In [39]:
import pandas as pd
import os
from sqlalchemy import create_engine
import numpy as np
import re

def remove_links_from_excel(excel_path, output_path):
    from openpyxl import load_workbook

    # Load the workbook
    workbook = load_workbook(excel_path)
    sheet = workbook.active

    # Iterate through cells in the sheet
    for row in sheet.iter_rows():
        for cell in row:
            if cell.hyperlink:
                # Store the cell value
                cell_value = cell.value
                # Remove the hyperlink
                cell.hyperlink = None
                # Restore the cell value
                cell.value = cell_value

    # Save the modified workbook
    workbook.save(output_path)

def create_db_from_excel(excel_path, db_path):
    """
    Reads an Excel file and creates a SQLite database from its sheets.
    Each sheet is converted into a separate table with proper header handling.
    """
    if os.path.exists(db_path):
        os.remove(db_path)  # Remove existing DB to start fresh
        
    xls = pd.ExcelFile(excel_path)
    engine = create_engine(f"sqlite:///{db_path}")
    
    # Process each sheet in the Excel file
    for sheet_idx, sheet_name in enumerate(xls.sheet_names):
        try:
            # First, read the Excel sheet without setting headers
            if sheet_idx == 0:  # First table (summary table)
                # For the first table, use the first row as header
                df = pd.read_excel(xls, sheet_name=sheet_name)
                print(f"Processing summary table '{sheet_name}' with standard headers")

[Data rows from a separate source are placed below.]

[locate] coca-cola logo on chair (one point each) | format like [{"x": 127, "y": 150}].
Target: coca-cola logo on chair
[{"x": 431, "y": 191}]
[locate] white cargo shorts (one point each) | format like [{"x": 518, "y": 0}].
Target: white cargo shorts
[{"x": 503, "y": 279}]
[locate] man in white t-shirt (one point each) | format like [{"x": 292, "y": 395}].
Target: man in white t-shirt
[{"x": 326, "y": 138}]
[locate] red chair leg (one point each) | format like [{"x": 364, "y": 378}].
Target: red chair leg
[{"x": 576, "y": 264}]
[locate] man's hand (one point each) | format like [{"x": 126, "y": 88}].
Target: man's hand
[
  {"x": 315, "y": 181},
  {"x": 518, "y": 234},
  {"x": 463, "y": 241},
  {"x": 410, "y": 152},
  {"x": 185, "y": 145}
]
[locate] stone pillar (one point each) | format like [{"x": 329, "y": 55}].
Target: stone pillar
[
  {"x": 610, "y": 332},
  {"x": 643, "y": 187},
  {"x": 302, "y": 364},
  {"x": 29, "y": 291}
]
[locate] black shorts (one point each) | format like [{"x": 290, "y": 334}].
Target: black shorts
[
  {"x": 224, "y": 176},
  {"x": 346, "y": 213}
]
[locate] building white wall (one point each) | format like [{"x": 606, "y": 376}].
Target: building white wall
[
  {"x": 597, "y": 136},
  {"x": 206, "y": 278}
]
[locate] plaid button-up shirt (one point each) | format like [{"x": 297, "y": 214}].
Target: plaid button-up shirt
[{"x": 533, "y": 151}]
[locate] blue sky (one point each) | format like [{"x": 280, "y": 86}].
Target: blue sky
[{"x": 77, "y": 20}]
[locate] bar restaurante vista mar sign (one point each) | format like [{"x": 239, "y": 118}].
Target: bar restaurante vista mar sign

            elif sheet_idx == 2:
                # remove the top two rows and set the third row as header
                df = pd.read_excel(xls, sheet_name=sheet_name, header=2)

                # convert the first two columns to string
                df.iloc[:, 0:2] = df.iloc[:, 0:2].astype(str)

                hyperlink_pattern = r'=HYPERLINK\s*\(\s*"[^"]*"\s*,\s*"([^"]*)"\s*\)'
            
                # Get the first two column names
                first_two_cols = list(df.columns)[:2] if len(df.columns) >= 2 else list(df.columns)
                
                for col in first_two_cols:
                    # Apply the extraction to each cell in the column
                    df[col] = df[col].apply(lambda x: 
                                        re.search(hyperlink_pattern, str(x)).group(1) 
                                        if isinstance(x, str) and re.search(hyperlink_pattern, str(x)) 
                                        else x)
                print(f"Processing table '{sheet_name}' with standard headers")
                # display(df.head())  # Display the first few rows of the DataFrame

                # parse the first two columns as strings, split by comma

            elif sheet_idx == 5:  # Second table (summary table)
                # For the second table, use the first row as header
                df = pd.read_excel(xls, sheet_name=sheet_name)

                print(f"Processing summary table '{sheet_name}' with standard headers")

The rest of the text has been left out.